Specific safety and tolerability

In phase II and III clinical trials, FAE was well tolerated especially after using BG-12 containing only DMF in enteric-coated microtablets to improve gastrointestinal tolerability.

In both phase III studies the overall incidence of AEs was similar across all treatment groups, highlighting the favorable safety profile of BG-12.44,45 In parallel, the incidence of AEs leading to discontinuation of the study agent did not differ between groups. The majority of AEs were of mild or moderate severity and normalized without discontinuation of the study drug. Common AEs in the BG-12 group involved gastrointestinal events (diarrhea, nausea, vomiting, and abdominal pain), flushing, pruritus, and proteinuria (Table 2). Gastrointestinal side effects and flushing occurred more frequently at the beginning of therapy and often diminished while continuing treatment. Nevertheless, gastrointestinal events and flushing resulted more often in discontinuation of treatment in patients receiving BG-12 compared to the placebo. Serious AEs were rare and similar across all treatment groups. The overall incidence of both malignant neoplasms and opportunistic infections was not increased in patients receiving BG-12. No cases of death, liver failure, or renal failure were assessed by the investigator as related to the study medication.44,45

As expected, the mean white cell count and lymphocyte count decreased in patients treated with BG-12. Usually, the mean white cell count and lymphocyte count decreased over the first 12 months and then plateaued, remaining within normal range. Overwhelming decreases of the white cell count and lymphocyte count (<3.0 × 1 0 9/L and <0.5 × 1 0 9/L, respectively) occurred in 4%–10% of patients treated with BG-12. Decreases of the mean white cell count and lymphocyte count were not associated with an increase of infections. In DEFINE, the overall incidence of infections was balanced between study groups (64% in the placebo group vs 64% and 68% in the BG12 twice daily and thrice daily group, respectively).44 In parallel, the incidence of severe infections was not increased in patients treated with BG-12 compared to the placebo (2% in all study groups). Similar results were found in CONFIRM.45 The most common infections included nasopharyngitis, upper respiratory tract infection, urinary tract infection, and influenza.

Place in therapy

Large studies confirm the effectiveness of BG-12 reducing the ARR by about 50% compared to the placebo. Compared to glatiramer acetate there was a reduction of relapse rate of approximately 30%. Phase III studies underscore the favorable risk-benefit profile. Based on current data, there is clear evidence of the benefit of BG-12. Thus, BG-12 seems to be an appealing alternative therapy in RRMS. Approval is expected for 2013. BG-12 might also be helpful in patients suffering from SPMS, but referring trials have not yet been conducted.

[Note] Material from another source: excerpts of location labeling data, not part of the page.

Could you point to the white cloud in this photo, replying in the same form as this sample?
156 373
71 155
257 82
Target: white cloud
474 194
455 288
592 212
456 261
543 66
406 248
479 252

Oral treatments are heralding a new era in MS therapy. They enable an extension of individualized therapies and open new challenges. As many studies are still ongoing and safety profiles are not yet completely developed, fundamental recommendations are not yet possible. Long-term data and comparisons of the efficacy of new oral agents with established treatments are eagerly awaited.


JT and GE contributed equally to the review.



JT received funding from Teva Pharmaceuticals Ltd. GE received funding from Biogen Idec and speakers’ fees from Almirall.